Sexually transmitted diseases
Chlamydia and other sexually transmitted diseases (STDs) can also cause cloudy urine, says Dr. Kavaler.
This is true for both men and women.
As with UTIs, increased production of infection-fighting white blood cells can cloud the urine.
Often chlamydia, which is caused by a type of bacteria called Chlamydia trachomatis, causes no symptoms.
However, when it does, they might include pain when you pee, discharge from the genital area or anus, genital itching, and pain in your lower abdomen.
(Read about these peeing facts you never knew.)
Kidney and bladder stones
Cloudy urine can also indicate high levels of compounds called phosphates which, in turn, may be related to kidney stones, says Dr. Gul.
Kidney stones are hard masses formed when chemicals in the urine clump together to form crystals.
Sometimes, the crystals stick together and grow too big to be excreted in your urine. That’s when they can lodge in your kidney or urinary tract, causing blockages and intense pain as well as cloudy, frothy, or foamy urine.
A good way to prevent kidney stones is to drink a lot of fluids.
If certain foods irritate your bladder, you may get cloudy urine. Exactly which foods, if any, varies between people.
“Everyone is different,” says Dr.

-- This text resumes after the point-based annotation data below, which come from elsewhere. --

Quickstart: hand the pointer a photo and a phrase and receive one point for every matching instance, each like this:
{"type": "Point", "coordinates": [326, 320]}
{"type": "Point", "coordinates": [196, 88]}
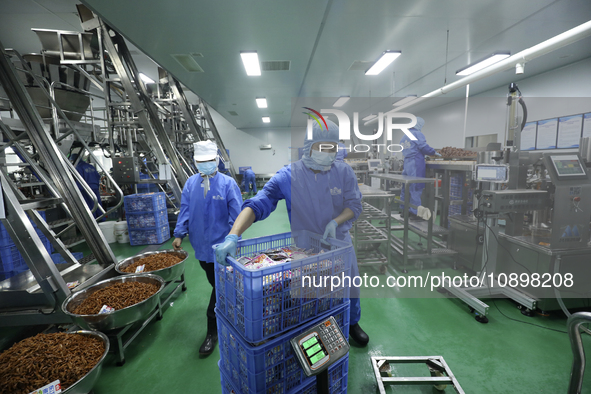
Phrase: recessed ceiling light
{"type": "Point", "coordinates": [405, 100]}
{"type": "Point", "coordinates": [145, 78]}
{"type": "Point", "coordinates": [341, 101]}
{"type": "Point", "coordinates": [385, 59]}
{"type": "Point", "coordinates": [251, 63]}
{"type": "Point", "coordinates": [483, 63]}
{"type": "Point", "coordinates": [261, 102]}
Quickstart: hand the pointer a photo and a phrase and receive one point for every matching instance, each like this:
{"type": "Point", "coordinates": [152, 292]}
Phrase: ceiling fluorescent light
{"type": "Point", "coordinates": [261, 102]}
{"type": "Point", "coordinates": [385, 59]}
{"type": "Point", "coordinates": [145, 78]}
{"type": "Point", "coordinates": [251, 63]}
{"type": "Point", "coordinates": [341, 101]}
{"type": "Point", "coordinates": [405, 100]}
{"type": "Point", "coordinates": [483, 63]}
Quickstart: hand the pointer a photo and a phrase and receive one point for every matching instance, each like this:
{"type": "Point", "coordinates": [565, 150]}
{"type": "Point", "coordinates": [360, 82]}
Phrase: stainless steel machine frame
{"type": "Point", "coordinates": [435, 363]}
{"type": "Point", "coordinates": [425, 229]}
{"type": "Point", "coordinates": [366, 237]}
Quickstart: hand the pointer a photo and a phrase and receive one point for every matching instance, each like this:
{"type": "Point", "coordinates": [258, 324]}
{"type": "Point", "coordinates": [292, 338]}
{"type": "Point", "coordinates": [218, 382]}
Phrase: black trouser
{"type": "Point", "coordinates": [209, 269]}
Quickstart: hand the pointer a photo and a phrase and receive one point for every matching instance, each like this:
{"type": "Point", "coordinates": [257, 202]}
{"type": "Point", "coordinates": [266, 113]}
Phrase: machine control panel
{"type": "Point", "coordinates": [320, 347]}
{"type": "Point", "coordinates": [498, 201]}
{"type": "Point", "coordinates": [568, 167]}
{"type": "Point", "coordinates": [126, 170]}
{"type": "Point", "coordinates": [491, 173]}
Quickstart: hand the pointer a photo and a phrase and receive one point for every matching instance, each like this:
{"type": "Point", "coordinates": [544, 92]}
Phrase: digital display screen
{"type": "Point", "coordinates": [373, 164]}
{"type": "Point", "coordinates": [491, 173]}
{"type": "Point", "coordinates": [567, 165]}
{"type": "Point", "coordinates": [314, 350]}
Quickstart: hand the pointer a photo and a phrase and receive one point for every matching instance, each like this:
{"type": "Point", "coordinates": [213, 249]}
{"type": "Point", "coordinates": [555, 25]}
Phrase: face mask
{"type": "Point", "coordinates": [207, 168]}
{"type": "Point", "coordinates": [323, 158]}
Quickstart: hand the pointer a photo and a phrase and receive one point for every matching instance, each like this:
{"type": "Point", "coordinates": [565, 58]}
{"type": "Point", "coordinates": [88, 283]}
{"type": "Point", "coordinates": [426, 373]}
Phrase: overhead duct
{"type": "Point", "coordinates": [556, 42]}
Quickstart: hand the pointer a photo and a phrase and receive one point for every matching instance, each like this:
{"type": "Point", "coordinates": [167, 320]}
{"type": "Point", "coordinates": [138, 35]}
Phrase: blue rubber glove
{"type": "Point", "coordinates": [228, 247]}
{"type": "Point", "coordinates": [330, 230]}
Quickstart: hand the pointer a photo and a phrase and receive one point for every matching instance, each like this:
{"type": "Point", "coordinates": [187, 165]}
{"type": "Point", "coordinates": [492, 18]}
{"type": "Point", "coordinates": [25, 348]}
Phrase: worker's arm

Kavaler. “It could be caffeine, alcohol, spicy foods, or you could be allergic to something.”
Organ meat, red meat, and other foods rich in purines may also turn your urine cloudy, says Dr. Gul.
Purines are needed to produce uric acid, which can contribute to kidney stones. Other high-purine foods to avoid: some seafood like sardines, scallops, high-fat dairy, and beer.
(Here are some reasons your urine might smell funny.)
Fluids are essential for pretty much every cell in your body and for every process that keeps you alive.
It helps you digest food, is an important blood component, maintains your temperature, and contributes to fighting infections.
If you’re not taking in enough water or you’re expelling more than you are ingesting (say, because you’re sweating, running a fever, or have diarrhea and/or vomiting), you could become dehydrated.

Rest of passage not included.